Per fare ciò, utilizzerò alcuni rudimenti dell’epistemologia.
Possiamo enunciare il seguente ASSIOMA: la consistenza e la permanenza della folla presso un evento sono in ragione diretta con il gradimento nei confronti del medesimo; da cui ha poi origine il seguente SCOLIO: la folla intervenuta durante l’inaugurazione di Piazza Italia, e nei giorni successivi, ha manifestato, sotto diverse forme, apprezzamento e fiducia per il futuro della Piazza e, più in generale, della città.
POSTULATO: la popolazione, quando si raccoglie in moltitudine, è mossa da pensieri e sentimenti diversi da quelli che la dominano nella solitudine. Quindi il singolo non è la folla e, pertanto, non ne interpreta la psicologia e gli stati d’animo.
Fornisco questi pochi elementi a vantaggio del “parlatore solitario” che ha contestato l’inaugurazione della Piazza, poiché incompiuta. Il quale se non conosce l’imprevisto e l’incognita della folla, se non è capace, cioè, di essere interprete di una sua proiezione in quanto egli stesso non si trova nello stesso stato della moltitudine, rischia di utilizzare malamente le 10 o 12 parole del dizionario della retorica, con l’unico risultato di danneggiare la città e la sua popolazione, soprattutto in un momento di forte tensione sociale come quello che stiamo attraversando.
Non dovrebbe dimenticare, il “parlatore solitario”, che l’aggregato umano è un tribunale, dove anche il più piccolo diventa giudice dell’opera, e giudice giusto, e giudice amante del bene e della morale. Ben altri e più complessi sono i sentimenti che agitano al folla. Essa è l’ultima a convertirsi e digerisce la voce del singolo come se fosse un immenso organismo.
Quali, allora, i sentimenti che hanno agitato la moltitudine accorsa a Piazza Italia?

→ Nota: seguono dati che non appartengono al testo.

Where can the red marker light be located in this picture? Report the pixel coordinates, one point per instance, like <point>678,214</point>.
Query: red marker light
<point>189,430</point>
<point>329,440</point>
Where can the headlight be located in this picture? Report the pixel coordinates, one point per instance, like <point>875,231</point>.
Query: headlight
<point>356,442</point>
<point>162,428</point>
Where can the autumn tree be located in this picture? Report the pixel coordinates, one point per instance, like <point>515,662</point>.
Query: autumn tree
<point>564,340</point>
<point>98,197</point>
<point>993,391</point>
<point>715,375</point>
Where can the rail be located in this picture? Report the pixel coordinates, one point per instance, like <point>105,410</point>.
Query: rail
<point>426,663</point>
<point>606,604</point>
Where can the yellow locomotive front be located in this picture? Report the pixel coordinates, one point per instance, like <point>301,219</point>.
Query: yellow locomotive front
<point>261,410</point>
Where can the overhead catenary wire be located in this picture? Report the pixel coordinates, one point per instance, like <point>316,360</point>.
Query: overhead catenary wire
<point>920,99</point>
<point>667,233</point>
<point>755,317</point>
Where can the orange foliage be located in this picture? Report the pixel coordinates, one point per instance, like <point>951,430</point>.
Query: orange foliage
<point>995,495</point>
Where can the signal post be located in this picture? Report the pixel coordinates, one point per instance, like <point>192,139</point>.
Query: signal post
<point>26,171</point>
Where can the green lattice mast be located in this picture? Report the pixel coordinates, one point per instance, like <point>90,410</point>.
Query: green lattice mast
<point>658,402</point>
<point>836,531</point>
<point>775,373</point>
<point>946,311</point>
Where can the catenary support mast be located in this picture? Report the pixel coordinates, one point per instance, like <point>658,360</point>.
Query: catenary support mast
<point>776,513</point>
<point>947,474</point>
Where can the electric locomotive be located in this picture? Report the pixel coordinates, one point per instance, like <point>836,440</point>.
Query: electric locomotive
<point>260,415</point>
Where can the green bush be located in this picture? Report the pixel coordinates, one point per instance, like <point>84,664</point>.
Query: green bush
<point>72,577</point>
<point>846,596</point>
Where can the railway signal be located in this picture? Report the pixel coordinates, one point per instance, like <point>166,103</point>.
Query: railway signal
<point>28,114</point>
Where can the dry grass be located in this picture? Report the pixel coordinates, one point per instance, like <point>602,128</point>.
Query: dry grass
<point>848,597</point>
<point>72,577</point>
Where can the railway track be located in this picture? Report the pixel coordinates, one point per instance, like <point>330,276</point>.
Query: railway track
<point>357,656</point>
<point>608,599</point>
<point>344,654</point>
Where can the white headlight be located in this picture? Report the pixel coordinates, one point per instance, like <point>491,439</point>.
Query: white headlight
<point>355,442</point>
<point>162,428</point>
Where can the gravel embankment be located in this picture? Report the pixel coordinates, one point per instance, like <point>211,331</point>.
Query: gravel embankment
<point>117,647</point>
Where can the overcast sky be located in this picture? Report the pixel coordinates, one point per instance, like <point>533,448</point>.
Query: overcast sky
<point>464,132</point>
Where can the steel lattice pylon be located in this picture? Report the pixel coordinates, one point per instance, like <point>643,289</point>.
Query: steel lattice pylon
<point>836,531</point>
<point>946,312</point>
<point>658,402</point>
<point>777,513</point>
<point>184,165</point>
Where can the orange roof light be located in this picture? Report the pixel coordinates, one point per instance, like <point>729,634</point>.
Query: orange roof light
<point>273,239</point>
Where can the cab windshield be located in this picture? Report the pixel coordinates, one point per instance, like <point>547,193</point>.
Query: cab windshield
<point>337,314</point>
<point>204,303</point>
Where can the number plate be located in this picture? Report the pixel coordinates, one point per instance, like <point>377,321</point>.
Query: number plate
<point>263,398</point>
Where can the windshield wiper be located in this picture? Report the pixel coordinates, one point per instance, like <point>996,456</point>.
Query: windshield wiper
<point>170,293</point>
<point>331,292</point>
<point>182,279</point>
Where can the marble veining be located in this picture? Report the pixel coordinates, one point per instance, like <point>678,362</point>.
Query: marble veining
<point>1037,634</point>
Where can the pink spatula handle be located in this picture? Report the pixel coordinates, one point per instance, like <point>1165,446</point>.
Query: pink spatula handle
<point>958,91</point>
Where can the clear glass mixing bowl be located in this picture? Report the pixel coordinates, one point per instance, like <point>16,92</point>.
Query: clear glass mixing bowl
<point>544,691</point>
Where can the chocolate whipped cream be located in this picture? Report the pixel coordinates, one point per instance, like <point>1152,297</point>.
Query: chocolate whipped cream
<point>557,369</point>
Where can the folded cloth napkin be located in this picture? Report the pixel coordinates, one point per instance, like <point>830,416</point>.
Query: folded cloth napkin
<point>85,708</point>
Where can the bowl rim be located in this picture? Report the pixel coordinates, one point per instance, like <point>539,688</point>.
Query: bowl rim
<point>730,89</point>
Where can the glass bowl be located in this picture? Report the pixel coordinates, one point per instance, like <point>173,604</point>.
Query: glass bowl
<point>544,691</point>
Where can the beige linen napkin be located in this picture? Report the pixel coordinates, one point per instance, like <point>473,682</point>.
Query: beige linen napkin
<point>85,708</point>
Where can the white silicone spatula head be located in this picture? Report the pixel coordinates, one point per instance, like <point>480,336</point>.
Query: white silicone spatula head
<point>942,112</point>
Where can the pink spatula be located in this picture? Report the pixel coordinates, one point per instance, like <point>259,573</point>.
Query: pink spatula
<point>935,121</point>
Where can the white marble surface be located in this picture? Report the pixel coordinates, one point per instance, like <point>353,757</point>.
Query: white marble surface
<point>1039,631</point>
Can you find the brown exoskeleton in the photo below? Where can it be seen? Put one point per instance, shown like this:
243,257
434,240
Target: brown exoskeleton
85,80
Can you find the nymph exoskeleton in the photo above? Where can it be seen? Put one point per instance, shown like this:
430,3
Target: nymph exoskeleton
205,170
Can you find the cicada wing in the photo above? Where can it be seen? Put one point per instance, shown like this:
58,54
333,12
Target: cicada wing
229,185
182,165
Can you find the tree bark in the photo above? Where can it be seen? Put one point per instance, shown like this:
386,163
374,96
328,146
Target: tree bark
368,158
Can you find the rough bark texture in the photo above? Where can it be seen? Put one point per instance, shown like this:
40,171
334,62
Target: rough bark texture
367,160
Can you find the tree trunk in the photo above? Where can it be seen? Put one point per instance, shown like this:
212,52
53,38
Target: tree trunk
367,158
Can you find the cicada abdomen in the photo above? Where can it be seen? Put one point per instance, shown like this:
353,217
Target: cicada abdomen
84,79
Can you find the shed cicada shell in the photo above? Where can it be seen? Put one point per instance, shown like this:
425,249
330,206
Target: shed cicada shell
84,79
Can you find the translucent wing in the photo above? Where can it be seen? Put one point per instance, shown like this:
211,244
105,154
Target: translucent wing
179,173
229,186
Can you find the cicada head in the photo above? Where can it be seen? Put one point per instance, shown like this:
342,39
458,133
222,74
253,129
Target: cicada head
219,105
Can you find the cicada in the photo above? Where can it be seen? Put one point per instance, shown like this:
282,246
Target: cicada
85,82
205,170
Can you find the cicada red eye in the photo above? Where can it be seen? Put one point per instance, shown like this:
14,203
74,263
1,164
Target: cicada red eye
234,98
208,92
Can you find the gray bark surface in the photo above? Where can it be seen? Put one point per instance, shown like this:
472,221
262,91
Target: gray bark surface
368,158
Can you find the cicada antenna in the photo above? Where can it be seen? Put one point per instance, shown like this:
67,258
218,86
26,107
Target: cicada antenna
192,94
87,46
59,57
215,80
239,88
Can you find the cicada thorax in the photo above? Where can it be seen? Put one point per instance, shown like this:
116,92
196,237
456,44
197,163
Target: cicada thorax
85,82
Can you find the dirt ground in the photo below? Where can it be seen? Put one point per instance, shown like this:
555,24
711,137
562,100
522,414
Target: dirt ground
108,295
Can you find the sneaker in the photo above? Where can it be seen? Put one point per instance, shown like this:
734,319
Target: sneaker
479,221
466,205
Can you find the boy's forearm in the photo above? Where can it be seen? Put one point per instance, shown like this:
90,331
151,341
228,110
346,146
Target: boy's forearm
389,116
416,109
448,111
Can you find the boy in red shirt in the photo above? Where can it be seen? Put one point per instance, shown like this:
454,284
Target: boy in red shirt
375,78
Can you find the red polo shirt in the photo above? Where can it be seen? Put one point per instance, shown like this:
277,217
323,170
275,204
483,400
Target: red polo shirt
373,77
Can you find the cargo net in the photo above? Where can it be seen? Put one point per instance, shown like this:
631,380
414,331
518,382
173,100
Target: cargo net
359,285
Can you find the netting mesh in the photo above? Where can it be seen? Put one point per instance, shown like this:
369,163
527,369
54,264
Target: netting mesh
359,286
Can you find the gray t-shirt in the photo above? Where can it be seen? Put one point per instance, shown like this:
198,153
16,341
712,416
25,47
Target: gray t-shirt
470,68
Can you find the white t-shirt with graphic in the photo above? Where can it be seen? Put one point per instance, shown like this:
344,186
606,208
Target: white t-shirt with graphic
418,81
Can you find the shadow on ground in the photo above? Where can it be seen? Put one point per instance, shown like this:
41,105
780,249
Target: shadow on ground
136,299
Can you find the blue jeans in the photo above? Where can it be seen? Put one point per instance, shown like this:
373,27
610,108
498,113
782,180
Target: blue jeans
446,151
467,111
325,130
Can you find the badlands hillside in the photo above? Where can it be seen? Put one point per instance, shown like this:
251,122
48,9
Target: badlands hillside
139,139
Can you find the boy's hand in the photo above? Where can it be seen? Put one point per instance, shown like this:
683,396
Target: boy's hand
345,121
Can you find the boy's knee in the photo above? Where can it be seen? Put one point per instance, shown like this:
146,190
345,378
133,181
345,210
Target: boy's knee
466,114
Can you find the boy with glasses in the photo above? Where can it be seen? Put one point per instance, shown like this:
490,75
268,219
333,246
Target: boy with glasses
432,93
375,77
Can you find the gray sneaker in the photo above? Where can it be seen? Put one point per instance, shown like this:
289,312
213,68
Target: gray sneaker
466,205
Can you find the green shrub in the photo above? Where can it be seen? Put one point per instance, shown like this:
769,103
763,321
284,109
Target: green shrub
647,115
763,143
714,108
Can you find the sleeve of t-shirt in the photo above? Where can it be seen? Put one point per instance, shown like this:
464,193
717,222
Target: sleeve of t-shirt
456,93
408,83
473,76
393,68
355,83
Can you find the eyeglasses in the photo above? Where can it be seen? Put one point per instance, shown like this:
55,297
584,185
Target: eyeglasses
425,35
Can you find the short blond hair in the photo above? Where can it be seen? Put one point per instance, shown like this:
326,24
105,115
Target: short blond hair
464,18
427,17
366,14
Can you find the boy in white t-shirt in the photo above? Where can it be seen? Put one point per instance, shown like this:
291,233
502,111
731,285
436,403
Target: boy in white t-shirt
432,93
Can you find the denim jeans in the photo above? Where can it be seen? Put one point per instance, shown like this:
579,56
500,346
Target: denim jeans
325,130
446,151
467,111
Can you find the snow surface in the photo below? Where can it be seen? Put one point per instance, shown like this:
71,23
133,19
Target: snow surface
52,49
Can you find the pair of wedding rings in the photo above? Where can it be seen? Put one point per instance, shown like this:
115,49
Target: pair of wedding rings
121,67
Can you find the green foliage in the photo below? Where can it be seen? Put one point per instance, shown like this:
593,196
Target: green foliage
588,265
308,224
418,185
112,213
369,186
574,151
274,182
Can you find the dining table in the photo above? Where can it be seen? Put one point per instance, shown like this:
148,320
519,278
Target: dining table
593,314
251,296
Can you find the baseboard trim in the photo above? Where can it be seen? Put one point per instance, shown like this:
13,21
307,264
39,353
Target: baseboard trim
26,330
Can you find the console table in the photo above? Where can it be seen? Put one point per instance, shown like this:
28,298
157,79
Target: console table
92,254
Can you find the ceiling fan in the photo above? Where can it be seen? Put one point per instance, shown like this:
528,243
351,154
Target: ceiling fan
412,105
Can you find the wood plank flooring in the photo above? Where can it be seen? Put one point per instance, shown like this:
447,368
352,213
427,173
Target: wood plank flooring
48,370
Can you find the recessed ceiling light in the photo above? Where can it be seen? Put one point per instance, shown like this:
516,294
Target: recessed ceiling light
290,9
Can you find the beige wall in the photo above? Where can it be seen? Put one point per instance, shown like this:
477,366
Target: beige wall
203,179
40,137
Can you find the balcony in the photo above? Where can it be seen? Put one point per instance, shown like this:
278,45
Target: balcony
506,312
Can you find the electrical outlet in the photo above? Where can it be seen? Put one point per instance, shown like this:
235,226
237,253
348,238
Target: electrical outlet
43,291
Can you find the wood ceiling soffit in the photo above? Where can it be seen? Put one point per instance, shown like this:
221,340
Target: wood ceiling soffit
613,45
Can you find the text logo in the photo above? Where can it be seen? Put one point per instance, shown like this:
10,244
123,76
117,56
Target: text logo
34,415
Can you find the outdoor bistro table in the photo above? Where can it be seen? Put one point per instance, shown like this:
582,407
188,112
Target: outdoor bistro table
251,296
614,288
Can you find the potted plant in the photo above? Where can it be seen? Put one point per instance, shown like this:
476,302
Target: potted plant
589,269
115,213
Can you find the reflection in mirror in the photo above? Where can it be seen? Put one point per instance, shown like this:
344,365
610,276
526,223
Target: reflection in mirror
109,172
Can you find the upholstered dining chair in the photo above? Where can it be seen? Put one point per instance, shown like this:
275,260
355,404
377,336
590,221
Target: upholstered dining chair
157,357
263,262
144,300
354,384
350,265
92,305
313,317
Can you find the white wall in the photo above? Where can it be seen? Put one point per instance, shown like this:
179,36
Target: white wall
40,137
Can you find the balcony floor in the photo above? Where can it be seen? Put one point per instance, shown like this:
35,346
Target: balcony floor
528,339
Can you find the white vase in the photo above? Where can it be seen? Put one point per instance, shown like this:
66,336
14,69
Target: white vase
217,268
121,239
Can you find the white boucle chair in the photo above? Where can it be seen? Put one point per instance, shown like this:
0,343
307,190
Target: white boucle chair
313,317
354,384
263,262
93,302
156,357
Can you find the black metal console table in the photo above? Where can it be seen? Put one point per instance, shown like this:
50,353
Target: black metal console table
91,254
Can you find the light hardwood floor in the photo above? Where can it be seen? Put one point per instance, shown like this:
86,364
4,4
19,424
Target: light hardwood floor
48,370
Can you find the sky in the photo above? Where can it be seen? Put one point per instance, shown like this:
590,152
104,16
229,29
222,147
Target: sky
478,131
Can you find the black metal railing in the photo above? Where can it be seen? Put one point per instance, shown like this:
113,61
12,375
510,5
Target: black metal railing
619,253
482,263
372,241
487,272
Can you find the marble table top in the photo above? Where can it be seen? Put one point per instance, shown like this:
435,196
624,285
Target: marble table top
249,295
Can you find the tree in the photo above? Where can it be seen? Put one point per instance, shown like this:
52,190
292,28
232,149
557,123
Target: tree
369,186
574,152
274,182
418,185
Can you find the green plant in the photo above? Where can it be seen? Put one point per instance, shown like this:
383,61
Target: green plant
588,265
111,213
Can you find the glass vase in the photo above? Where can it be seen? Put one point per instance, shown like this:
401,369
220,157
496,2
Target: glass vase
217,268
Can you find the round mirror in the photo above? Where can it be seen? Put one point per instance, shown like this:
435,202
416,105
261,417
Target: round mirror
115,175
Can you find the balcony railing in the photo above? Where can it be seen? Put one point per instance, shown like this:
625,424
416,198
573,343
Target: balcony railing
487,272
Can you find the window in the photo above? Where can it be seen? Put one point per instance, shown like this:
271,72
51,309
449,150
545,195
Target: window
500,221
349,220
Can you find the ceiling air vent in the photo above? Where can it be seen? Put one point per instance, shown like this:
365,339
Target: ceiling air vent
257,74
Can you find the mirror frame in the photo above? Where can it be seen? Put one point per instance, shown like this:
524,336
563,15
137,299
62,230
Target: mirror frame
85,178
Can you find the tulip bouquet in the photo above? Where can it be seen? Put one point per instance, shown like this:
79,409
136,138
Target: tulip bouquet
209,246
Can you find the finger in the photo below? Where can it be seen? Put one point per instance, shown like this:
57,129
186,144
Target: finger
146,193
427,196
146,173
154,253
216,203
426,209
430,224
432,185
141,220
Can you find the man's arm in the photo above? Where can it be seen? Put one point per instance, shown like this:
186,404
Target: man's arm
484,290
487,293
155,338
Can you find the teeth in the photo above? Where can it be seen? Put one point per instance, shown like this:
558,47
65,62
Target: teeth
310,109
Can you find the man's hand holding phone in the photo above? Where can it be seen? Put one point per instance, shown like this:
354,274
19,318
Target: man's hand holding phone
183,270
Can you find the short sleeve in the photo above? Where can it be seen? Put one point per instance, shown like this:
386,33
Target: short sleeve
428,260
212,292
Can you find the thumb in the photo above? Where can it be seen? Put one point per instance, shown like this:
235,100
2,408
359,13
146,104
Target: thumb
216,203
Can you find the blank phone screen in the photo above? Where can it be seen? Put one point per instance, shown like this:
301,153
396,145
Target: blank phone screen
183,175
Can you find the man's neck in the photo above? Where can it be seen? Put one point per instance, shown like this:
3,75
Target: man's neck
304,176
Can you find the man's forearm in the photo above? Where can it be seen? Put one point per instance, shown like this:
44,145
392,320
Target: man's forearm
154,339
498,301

Piazza Italia è un attestato della nostra civiltà, preesistente ed eterna, è una energia fisica e spirituale che ha proprio nella sua forma, seppur incompiuta, il mistero e il tempo di un cosmo che deve ancora svelarsi e operare, e lo farà a poco a poco, mentre in questa attesa il popolo di Reggio vedrà inverarsi prodigiosamente le epoche passate e i giorni che saranno, che sono una misura della continuità e della prospettiva, d’un progresso.
Tutto si adempirà, tutto si farà.
Non vedemmo nessuno tra quelli che in questi giorni si sono recati in quello spazio lottare contro il tempo e protestare per la fine delle cose; piuttosto fu l’inizio e il senso di qualche cosa che arriva, più bella e vasta, ad animare agili e ampi atteggiamenti di fiducia. Fu l’idea d’un ingranaggio che ha appena mostrato il primo giro, d’un travaglio che lascia il tempo dell’attesa e che poi riparte …, d’una memoria che ritorna.
Ringraziamo il “parlatore solitario” per averci ricordato che il lavoro è lungo e che la Piazza sarà, forse, nuovamente e temporaneamente sotto le cure della scienza archeologica. Noi che l’abbiamo veduta attenderemo di decifrarne con solenne sicurezza i segni d’un’altra imminente stagione.
Per fortuna più duraturi segni della storia ci riserva il ventre generoso del suolo reggino, che non le inutili parole … a cominciare da quelle che state leggendo. Se mai vogliamo lasciare un altro documento, riscopriamo, invece, tra quelle vive e squadrate pietre l’orgoglio del popolo di Reggio.